Mir wird schwindelig bei all diesen Nachrichten am Morgen. Das Newsrad dreht sich und alles mögliche wird veröffentlicht und verbreitet. Donald Trump twittert zu Ankara, Zürich und Berlin, die Jewish Press schreibt, zu dem Anschlag auf den Weihnachtsmarkt habe sich der Islamische Staat bekannt. Auch das Rechtsaußen Newsportal Breitbart zieht nach und behauptet, IS Unterstützer feierten bereits die Anschläge in Berlin und Ankara.

Die Welt dreht am Rad. Nachrichten und solche, die es sein sollen, werden in diesen Stunden massig verbreitet. Einen Überblick hat niemand, aber jeder hat eine Meinung. Die konservative Tageszeitung „Washington Examiner“ titelt: „Trump after Berlin: The Islamic State must be ‚eradicated'“. Donald Trump werde sich einmischen, so die Zeitung, nach acht Jahren Barack Obama nun endlich jemand, der den Terroristen und ihren Hintermännern und Netzwerken die Stirn zeige. Der Examiner ist eines der Sprachrohre der konservativen Bewegung in den USA. Trump ist nun fast in Amt und Würden, die Hardliner feiern schon jetzt und zeigen auf Obama, der am Tag der Anschläge lieber Golf im Weihnachtsurlaub auf Hawaii spielte.

Die Rechtsaußen Kommentatorin, Michelle Malkin, beliebter Gast auf FOXNews, twittert polemisch: „Open borders + welfare state + dhimmitude = suicide“. „New Republic“ schreibt: „The Berlin Christmas market attack is a gift to Europe’s far right.“ Das Attentat von Berlin sei ein Geschenk für die Rechten in Europa. Angela Merkel müsse sich im kommenden Jahr einer Wiederwahl stellen, der Anschlag auf den Weihnachtsmarkt würde sie jedoch in die Enge treiben, die Rechtsaußen Parteien stärken. Und es scheint genau so zu kommen.

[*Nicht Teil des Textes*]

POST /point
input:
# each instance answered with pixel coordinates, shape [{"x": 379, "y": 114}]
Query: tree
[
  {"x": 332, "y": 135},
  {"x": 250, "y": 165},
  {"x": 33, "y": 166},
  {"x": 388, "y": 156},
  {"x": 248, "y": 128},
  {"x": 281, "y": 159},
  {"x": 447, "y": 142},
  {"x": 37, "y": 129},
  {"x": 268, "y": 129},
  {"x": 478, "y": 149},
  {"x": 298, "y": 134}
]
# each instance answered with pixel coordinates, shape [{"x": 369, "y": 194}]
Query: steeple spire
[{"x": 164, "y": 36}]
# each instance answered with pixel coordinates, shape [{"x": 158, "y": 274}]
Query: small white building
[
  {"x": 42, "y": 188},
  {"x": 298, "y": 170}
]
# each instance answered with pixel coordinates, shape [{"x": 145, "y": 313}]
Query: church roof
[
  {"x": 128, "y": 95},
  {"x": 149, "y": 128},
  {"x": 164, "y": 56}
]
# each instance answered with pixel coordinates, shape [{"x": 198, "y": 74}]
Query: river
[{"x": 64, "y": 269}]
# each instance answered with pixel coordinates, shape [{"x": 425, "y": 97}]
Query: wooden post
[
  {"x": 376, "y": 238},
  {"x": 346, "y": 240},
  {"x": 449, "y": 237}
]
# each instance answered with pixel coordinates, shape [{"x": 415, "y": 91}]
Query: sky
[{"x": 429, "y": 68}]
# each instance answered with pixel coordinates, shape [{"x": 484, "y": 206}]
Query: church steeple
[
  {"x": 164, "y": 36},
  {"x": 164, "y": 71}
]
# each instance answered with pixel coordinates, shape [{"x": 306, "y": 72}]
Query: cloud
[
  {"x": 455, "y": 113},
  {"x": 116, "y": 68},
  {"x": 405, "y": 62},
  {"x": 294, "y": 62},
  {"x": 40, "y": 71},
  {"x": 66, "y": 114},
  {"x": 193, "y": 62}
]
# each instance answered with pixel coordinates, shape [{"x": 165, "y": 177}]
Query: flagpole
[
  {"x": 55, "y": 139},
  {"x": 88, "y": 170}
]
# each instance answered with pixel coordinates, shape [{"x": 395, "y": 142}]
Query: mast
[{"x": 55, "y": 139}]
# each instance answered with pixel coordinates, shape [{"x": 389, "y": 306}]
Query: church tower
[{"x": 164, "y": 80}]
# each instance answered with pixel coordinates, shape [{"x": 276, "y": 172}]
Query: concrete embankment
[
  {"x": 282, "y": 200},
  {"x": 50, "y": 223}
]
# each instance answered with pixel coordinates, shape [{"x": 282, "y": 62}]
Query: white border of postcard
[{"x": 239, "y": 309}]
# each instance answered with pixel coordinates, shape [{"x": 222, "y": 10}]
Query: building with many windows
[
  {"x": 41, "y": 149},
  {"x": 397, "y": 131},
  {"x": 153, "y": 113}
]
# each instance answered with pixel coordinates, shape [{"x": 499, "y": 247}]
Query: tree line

Der NRW-Landesvorsitzende der AfD, Marcus Pretzell, twitterte schon kurz nach dem Anschlag: „Wann schlägt der deutsche Rechtsstaat zurück? Wann hört diese verfluchte Heuchelei endlich auf? Es sind Merkels Tote!“ Auch die Konkurrenzpartei der AfD, die NPD, macht mobil. Auf ihrer facebook Seite unterlegt sie ihren Kommentar zu dem Anschlag mit den Hashtags: „Leistet Widerstand“, „GrenzenSichern“, „DeutschlandSchützen“, „IslamisierungStoppen“ und „KriminelleAusländerRaus“. Klare Ansagen, wie sich der Ton in den kommenden Wochen und Monaten anhören wird.